What is a Multi-Threaded Query?
Users may want to improve the processing performance of queries by allowing queries to split into multiple processing threads.
Multi-threaded queries allow IBM Cognos TM1 to automatically load balance a single query across multiple cores. This can improve efficiency and processing time for large queries and rules.
Problems Solved by IBM Cognos TM1 Multi-Threaded Query
Previous Customer Concerns:
- CPU Utilization: “I’ve got 16 cores and my CPU utilization is at 15%”
 - Server PVU Value: “More cores do not make my queries faster”
 - Data Scale: “TM1 Solutions have a data volume ceiling”
 - Rule Caution: “Rules slow down my queries to an unacceptable performance level”
 
New Multi-Threaded Query Approach:
- Simple Configuration: tm1s.cfg -> MTQ =
 - All UIs can leverage MTQ: TM1 multi-threads stargate cache creation
 - High Performance: Query speed improves relative to available cores
 - Manages Concurrency: Available cores are load balanced across queries
 
Performance Tuning
The MTQ setting is part of overall Performance tuning in TM1 configuration (cfg) file:
- MTQ (default 0)
 - MaximumCubeLoadThreads (default 0)
 - PersistentFeeders (default F)
 - ParallelInteraction (default T)
 - UseLocalCopiesForPublicDynamicSubsets (default T)
 - ViewConsolidationOptimization (default T)
 - ViewConsolidationOptimizationMethod (default ARRAY)
 
Non Configuration performance improvements include:
- Power Plan setting High Performance- not balanced
 - Enable Hyperthreading (BIOS setting in some cases)
 - Optimize the use of the TM1 Query cache via configuration of the VMM/VMT parameter (CubeProperties) (see our accompanying blog post!)
 
How Multi-Threaded Queries work
MTQ is applied to queries exceeding 10,000 cell visits
Creation of TM1 ‘stargate’ cache is multi-threaded
Available server cores are applied to concurrently processing queries
MTQ automatically load balances cores across concurrent queries
Multiple Worker Threads Operate in Parallel
- The query is parsed into worker threads, each performing their own transaction
 - Large complex (rule heavy) views will see large gains, but often not linear to the number of cores assigned.

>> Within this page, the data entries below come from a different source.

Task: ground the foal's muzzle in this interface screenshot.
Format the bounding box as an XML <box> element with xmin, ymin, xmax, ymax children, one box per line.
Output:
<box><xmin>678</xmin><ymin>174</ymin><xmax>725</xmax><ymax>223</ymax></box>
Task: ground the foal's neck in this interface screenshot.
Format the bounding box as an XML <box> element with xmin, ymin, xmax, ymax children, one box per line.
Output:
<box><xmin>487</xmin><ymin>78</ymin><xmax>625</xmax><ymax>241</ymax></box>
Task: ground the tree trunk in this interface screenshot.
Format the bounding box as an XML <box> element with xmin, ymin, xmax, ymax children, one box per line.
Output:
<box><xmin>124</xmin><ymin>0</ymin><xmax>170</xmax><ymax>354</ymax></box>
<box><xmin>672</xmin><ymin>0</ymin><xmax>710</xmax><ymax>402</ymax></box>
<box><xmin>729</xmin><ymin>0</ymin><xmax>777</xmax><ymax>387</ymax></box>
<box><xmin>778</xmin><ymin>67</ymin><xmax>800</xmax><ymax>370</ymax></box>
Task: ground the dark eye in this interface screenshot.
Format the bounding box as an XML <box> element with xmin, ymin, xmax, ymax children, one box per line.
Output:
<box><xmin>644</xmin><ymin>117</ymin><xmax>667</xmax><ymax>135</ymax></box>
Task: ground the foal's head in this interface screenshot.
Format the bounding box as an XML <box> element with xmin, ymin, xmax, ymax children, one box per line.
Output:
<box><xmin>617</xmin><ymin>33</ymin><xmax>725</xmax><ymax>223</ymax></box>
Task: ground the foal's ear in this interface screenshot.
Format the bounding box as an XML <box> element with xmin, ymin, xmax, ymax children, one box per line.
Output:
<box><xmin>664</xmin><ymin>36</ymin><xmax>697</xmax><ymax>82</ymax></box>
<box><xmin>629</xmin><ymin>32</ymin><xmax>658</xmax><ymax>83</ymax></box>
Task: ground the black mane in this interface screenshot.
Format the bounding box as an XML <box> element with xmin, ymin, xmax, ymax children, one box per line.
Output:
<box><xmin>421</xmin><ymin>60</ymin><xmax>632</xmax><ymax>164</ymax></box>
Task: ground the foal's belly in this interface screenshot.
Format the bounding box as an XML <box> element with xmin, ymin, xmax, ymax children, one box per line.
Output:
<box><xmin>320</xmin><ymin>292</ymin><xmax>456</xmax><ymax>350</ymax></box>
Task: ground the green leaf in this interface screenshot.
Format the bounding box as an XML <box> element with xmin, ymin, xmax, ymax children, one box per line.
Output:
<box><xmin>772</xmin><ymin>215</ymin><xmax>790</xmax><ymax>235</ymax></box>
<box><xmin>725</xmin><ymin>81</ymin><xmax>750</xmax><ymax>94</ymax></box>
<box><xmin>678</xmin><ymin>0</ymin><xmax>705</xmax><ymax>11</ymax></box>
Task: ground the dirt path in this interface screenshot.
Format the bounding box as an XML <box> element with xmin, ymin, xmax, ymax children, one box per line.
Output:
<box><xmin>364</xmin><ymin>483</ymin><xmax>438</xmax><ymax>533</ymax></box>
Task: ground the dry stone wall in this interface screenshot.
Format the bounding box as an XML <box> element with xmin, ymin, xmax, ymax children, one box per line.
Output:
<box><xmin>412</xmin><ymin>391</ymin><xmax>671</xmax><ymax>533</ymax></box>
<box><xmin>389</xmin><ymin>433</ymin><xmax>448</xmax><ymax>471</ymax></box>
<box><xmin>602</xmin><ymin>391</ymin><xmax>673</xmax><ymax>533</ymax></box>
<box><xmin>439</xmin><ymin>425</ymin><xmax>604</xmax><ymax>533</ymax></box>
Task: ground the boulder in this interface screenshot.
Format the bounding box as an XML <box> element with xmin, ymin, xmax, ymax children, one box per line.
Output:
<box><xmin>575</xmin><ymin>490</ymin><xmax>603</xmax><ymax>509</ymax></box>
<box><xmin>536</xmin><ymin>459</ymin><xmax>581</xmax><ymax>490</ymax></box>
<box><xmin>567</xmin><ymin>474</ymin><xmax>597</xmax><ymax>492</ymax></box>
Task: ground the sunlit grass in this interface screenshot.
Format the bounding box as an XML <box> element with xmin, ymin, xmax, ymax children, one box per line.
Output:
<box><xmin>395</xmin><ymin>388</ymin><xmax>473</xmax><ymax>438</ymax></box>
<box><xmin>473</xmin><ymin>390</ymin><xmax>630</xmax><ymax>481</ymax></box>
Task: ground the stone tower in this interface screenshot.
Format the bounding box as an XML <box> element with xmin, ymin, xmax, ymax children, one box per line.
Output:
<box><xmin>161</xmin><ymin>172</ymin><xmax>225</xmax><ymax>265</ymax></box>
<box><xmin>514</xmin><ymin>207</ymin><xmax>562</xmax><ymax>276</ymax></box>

 - Large non-complex (rule light or no rules) views see exponential gains, often linear to the number of cores assigned
 
How MTQ handles multiple user queries
- Assumption : 8 core server, MTQ = 8
 - User 1 launches large data query:
 - Assigned 1 master thread, and 7 worker threads
 - User 2 launches second query:
 - Query 2 is queued and gets assigned 4 threads, leading to a 4/4 split between users 1 and 2
 - User 3 launches third query:
 - Query 3 is queued and gets assigned 2 threads, Queries 1 and 2 continue on 3 threads
 
Test Results from the IBM Labs
Test results from the IBM Labs have revealed impressive performance gains for MTQ versus Single-Threaded Queries.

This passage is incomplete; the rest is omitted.